La scelta della terapia iniziale e / o di seconda linea per l’HIV-2 non è stata ancora definita. HIV-2 sembra essere intrinsecamente resistente agli NNRTI, ma può essere sensibile agli NRTI, sebbene il meccanismo sia poco conosciuto., Gli inibitori della proteasi hanno mostrato un effetto variabile, mentre gli inibitori dell’integrasi sono in fase di valutazione. I regimi di combinazione delle terapie sopra elencate sono esaminati pure, anche mostrando l’effetto variabile secondo i tipi di terapie combinate. Mentre i meccanismi non sono chiaramente compresi per l’HIV-1 e l’HIV-2, è noto che usano percorsi e modelli diversi, rendendo gli algoritmi utilizzati per valutare le mutazioni associate alla resistenza dell’HIV-1 irrilevanti per l’HIV-2.,
Ogni virus può essere contratto singolarmente, o possono essere contratte insieme in quello che viene definito come co-infezione. L’HIV-2 sembra avere tassi di mortalità più bassi, sintomi meno gravi e progressione più lenta verso l’AIDS rispetto all’HIV-1 da solo o alla co-infezione. Nella co-infezione, tuttavia, questo dipende in gran parte da quale virus è stato contratto per primo.

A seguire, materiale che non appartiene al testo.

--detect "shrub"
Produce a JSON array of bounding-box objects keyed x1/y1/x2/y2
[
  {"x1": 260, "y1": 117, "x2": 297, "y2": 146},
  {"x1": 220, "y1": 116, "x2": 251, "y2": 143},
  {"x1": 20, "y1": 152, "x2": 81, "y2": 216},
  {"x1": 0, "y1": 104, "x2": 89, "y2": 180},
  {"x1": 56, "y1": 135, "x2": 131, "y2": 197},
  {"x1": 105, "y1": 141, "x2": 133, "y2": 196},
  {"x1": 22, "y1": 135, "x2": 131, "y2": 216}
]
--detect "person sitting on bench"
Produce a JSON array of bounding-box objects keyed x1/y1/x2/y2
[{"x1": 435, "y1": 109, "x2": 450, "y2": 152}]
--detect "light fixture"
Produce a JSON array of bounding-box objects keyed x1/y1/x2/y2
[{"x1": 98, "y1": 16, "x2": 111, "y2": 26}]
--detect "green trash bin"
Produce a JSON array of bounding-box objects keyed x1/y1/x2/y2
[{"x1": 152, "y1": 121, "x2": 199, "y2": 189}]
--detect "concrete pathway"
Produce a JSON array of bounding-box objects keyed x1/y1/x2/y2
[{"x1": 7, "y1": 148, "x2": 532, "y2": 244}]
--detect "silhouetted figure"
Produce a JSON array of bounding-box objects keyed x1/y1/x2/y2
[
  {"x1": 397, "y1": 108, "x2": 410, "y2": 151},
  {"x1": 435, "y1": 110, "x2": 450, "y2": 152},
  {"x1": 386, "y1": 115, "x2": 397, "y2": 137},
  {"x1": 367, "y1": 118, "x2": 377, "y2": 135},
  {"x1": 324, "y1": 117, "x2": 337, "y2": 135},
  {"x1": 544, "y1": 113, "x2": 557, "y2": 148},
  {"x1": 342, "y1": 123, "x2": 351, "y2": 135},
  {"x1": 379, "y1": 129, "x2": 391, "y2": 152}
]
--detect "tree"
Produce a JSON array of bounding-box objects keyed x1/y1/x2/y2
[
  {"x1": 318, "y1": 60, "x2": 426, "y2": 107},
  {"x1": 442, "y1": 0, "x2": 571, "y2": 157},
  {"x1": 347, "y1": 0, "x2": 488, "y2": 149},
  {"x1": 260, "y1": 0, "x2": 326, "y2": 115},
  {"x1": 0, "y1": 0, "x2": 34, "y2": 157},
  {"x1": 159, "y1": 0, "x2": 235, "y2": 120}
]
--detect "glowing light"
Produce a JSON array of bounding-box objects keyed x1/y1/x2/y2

HIV-1 tende a out competere HIV-2 per la progressione della malattia. La co-infezione sembra essere un problema crescente a livello globale con il passare del tempo, con la maggior parte dei casi identificati nei paesi dell’Africa occidentale, così come alcuni casi negli Stati Uniti.,
Gravidanzamodifica
Se una madre incinta è esposta, lo screening viene eseguito normalmente. Se l’HIV-2 è presente, un certo numero di farmaci ART perinatali può essere somministrato come profilassi per ridurre il rischio di trasmissione madre-figlio. Dopo che il bambino è nato, deve essere iniziato un regime standard di sei settimane di questi profilattici. Il latte materno può anche contenere particelle di HIV-2; pertanto, l’allattamento al seno è strettamente sconsigliato.